Low material flows into Toronto-area scrapyards led to a price adjustment in the region at the end of September ferrous scrap trade, with prime grades surging by C$32/nt ($24.20/nt), and cuts by C$40/nt on Tuesday.

 

In Toronto, the monthly Davis Index for #1 bundles increased C$32/nt to C$329/nt delivered consumer, while # 1 busheling rose by the same amount to C$327/nt delivered consumer. 

 

The monthly Davis Indexes in Toronto for HMS 1&2 (80:20) increased by C$40/nt to C$253/nt delivered consumer, while turnings surged by C$46/nt to C$210/nt delivered consumer. P&S 5ft and shredded increased by C$40/nt to C$278/nt delivered consumer and C$328/nt delivered, respectively.

 

In Montreal, the monthly Davis Index for #1 busheling climbed by C$20/nt to C$275/nt delivered consumer, while machine shop turnings increased by C$30/nt to C$185/nt delivered consumer. 

 

The monthly Davis Index in Montreal for HMS 1&2 (80:20) increased to C$235/nt delivered consumer, while the P&S 5ft index rose to C$260/nt.

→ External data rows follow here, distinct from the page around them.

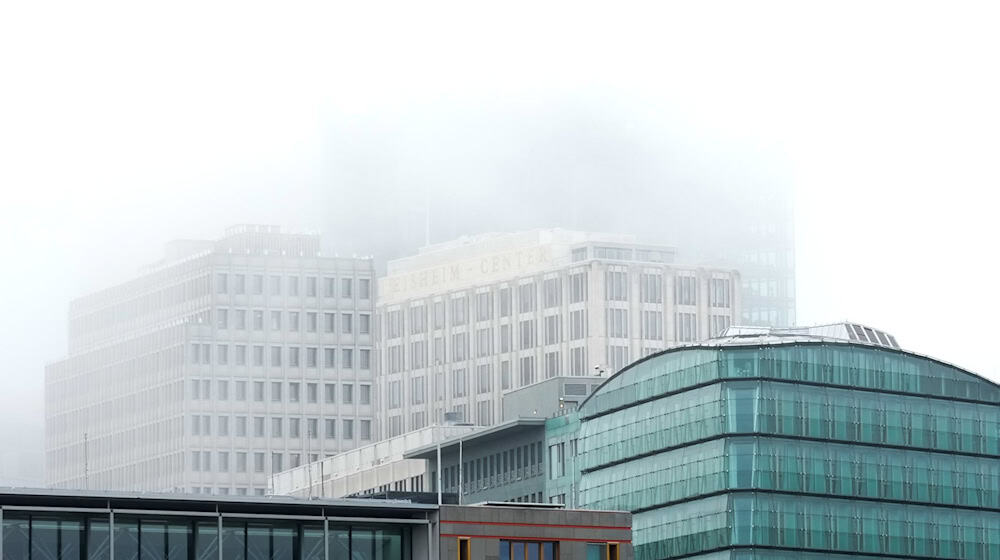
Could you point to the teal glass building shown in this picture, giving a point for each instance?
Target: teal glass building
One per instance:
(776, 445)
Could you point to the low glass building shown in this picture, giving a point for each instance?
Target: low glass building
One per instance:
(788, 444)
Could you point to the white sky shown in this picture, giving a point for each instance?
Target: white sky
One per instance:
(126, 124)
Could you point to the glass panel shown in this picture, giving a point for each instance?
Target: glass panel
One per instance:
(312, 542)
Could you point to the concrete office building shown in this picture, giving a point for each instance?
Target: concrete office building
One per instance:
(371, 469)
(109, 526)
(462, 323)
(400, 464)
(827, 443)
(225, 362)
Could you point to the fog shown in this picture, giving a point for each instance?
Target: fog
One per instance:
(123, 126)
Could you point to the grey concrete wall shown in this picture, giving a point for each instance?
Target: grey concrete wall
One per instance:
(486, 526)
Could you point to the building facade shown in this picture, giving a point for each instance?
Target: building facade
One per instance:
(371, 469)
(794, 445)
(108, 526)
(226, 362)
(462, 323)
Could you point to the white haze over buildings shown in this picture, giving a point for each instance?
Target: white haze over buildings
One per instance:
(124, 125)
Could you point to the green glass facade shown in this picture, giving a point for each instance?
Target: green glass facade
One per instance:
(806, 448)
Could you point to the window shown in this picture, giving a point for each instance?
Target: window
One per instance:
(458, 309)
(526, 297)
(526, 333)
(578, 361)
(551, 364)
(438, 314)
(719, 292)
(484, 379)
(418, 392)
(527, 370)
(616, 285)
(578, 287)
(617, 322)
(685, 290)
(686, 327)
(458, 347)
(458, 382)
(504, 296)
(652, 325)
(651, 288)
(484, 306)
(551, 293)
(505, 343)
(553, 329)
(529, 550)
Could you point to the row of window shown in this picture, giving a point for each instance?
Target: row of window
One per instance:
(244, 461)
(292, 321)
(276, 285)
(280, 427)
(457, 308)
(202, 389)
(258, 355)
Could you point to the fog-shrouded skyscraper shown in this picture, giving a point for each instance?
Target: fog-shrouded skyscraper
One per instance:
(461, 323)
(225, 362)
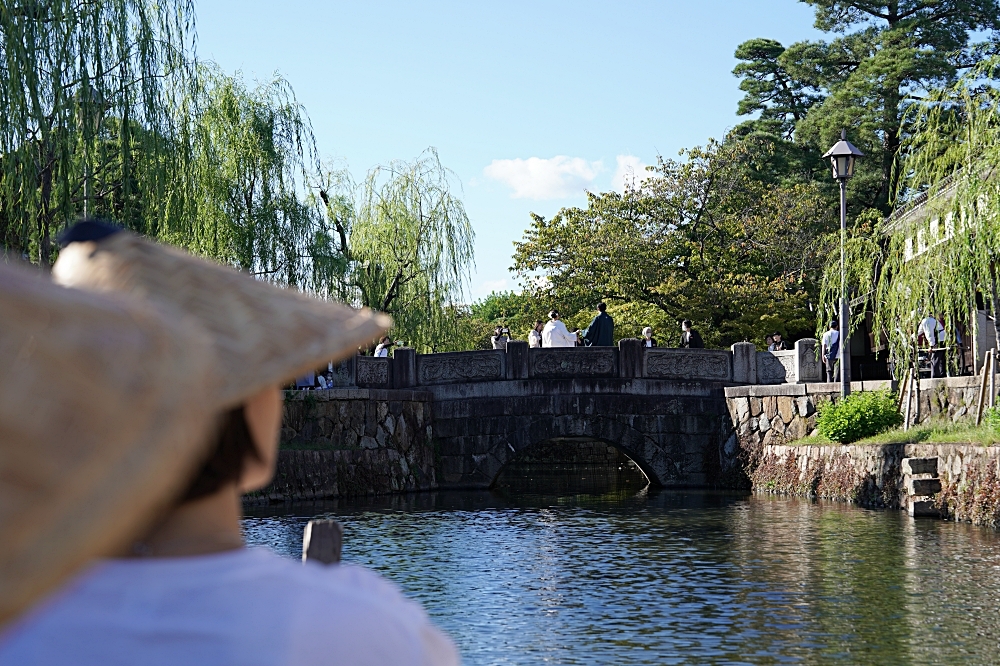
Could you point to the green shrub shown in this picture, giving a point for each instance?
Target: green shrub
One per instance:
(858, 416)
(991, 418)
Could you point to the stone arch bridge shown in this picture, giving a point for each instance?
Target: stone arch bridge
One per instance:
(663, 408)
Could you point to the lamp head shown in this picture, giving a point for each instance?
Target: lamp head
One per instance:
(842, 157)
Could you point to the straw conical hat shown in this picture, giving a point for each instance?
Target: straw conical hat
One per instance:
(264, 335)
(104, 413)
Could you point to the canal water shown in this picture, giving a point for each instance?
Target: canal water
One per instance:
(599, 572)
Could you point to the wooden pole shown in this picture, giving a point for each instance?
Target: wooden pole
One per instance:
(322, 541)
(993, 374)
(987, 367)
(909, 398)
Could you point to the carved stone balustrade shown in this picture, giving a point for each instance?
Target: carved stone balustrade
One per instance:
(743, 364)
(708, 364)
(455, 367)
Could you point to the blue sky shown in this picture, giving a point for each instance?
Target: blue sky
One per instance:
(529, 103)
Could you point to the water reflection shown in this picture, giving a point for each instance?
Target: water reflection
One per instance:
(650, 577)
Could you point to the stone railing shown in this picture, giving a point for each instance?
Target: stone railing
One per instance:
(742, 364)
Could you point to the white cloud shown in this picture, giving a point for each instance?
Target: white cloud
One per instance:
(537, 178)
(492, 285)
(631, 172)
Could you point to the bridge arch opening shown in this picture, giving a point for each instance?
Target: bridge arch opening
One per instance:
(571, 465)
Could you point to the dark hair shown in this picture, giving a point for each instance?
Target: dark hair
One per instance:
(89, 229)
(225, 462)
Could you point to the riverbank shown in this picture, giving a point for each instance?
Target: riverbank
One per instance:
(775, 448)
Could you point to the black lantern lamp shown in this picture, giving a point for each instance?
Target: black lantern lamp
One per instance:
(842, 157)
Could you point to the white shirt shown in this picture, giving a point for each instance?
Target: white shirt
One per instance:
(555, 334)
(247, 607)
(830, 340)
(933, 331)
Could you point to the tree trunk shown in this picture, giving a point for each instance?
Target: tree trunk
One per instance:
(996, 303)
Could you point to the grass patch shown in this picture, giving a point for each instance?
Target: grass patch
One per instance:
(937, 432)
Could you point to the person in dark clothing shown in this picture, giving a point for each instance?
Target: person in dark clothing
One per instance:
(690, 338)
(601, 332)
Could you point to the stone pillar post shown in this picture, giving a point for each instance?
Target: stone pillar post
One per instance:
(344, 374)
(517, 359)
(630, 357)
(404, 368)
(744, 363)
(808, 367)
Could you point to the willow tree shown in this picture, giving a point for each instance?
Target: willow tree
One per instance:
(251, 154)
(87, 95)
(405, 244)
(938, 253)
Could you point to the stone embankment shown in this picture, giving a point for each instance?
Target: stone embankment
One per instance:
(767, 420)
(350, 442)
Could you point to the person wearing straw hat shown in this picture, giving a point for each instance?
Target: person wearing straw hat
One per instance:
(87, 462)
(192, 593)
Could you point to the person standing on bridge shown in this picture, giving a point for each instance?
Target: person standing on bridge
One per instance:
(535, 335)
(690, 338)
(601, 332)
(555, 333)
(830, 348)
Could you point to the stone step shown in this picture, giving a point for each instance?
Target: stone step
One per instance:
(923, 486)
(914, 466)
(922, 507)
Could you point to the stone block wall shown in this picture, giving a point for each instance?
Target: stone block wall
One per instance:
(347, 442)
(872, 476)
(951, 398)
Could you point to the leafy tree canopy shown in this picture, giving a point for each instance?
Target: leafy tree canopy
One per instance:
(880, 59)
(702, 239)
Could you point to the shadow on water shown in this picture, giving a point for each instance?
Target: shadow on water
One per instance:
(582, 568)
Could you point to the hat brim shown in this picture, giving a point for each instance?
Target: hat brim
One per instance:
(264, 335)
(103, 416)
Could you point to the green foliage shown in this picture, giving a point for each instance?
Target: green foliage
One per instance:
(880, 59)
(108, 113)
(938, 258)
(704, 239)
(991, 419)
(403, 245)
(252, 151)
(858, 416)
(87, 95)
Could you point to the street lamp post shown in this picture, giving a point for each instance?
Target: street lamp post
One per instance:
(842, 157)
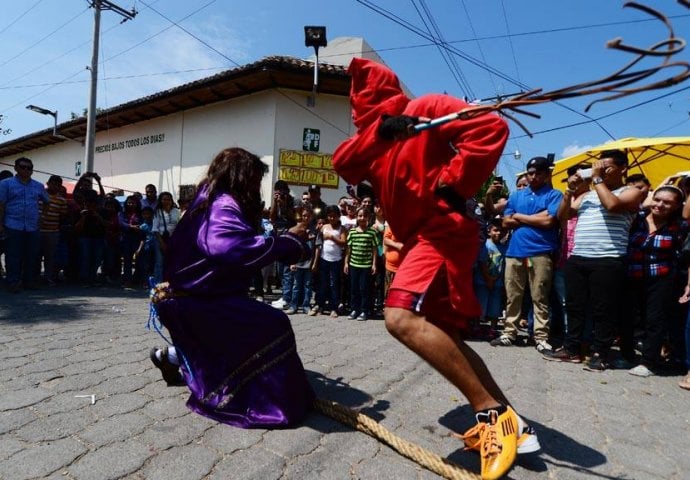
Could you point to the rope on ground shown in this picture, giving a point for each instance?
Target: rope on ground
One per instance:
(368, 425)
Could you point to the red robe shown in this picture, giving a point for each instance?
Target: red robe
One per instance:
(404, 174)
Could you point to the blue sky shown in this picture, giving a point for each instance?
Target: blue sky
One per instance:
(538, 43)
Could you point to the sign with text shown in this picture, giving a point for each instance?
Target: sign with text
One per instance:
(307, 168)
(311, 139)
(131, 143)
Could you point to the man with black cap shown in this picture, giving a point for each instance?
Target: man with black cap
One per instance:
(318, 206)
(531, 214)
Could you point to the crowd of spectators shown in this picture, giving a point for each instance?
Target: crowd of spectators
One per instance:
(598, 274)
(89, 237)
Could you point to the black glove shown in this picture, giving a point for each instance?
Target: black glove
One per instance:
(392, 127)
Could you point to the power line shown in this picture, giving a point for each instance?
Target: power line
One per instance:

The index for shredder feed in Montreal rose to C$180/nt delivered consumer.

 

September marked the second straight month of increases after COVID-19 pandemic-induced monthly declines in Canada’s ferrous scrap market. According to a market participant, steel mills are running at around 55-60pc capacity, but scrap flows have been low. The price adjustment should reverse that trend.

 

The torrid export market has also been responsible for the price increases this month. The weak US dollar has made Canadian ferrous scrap imports much cheaper, also contributing to the material scarcity.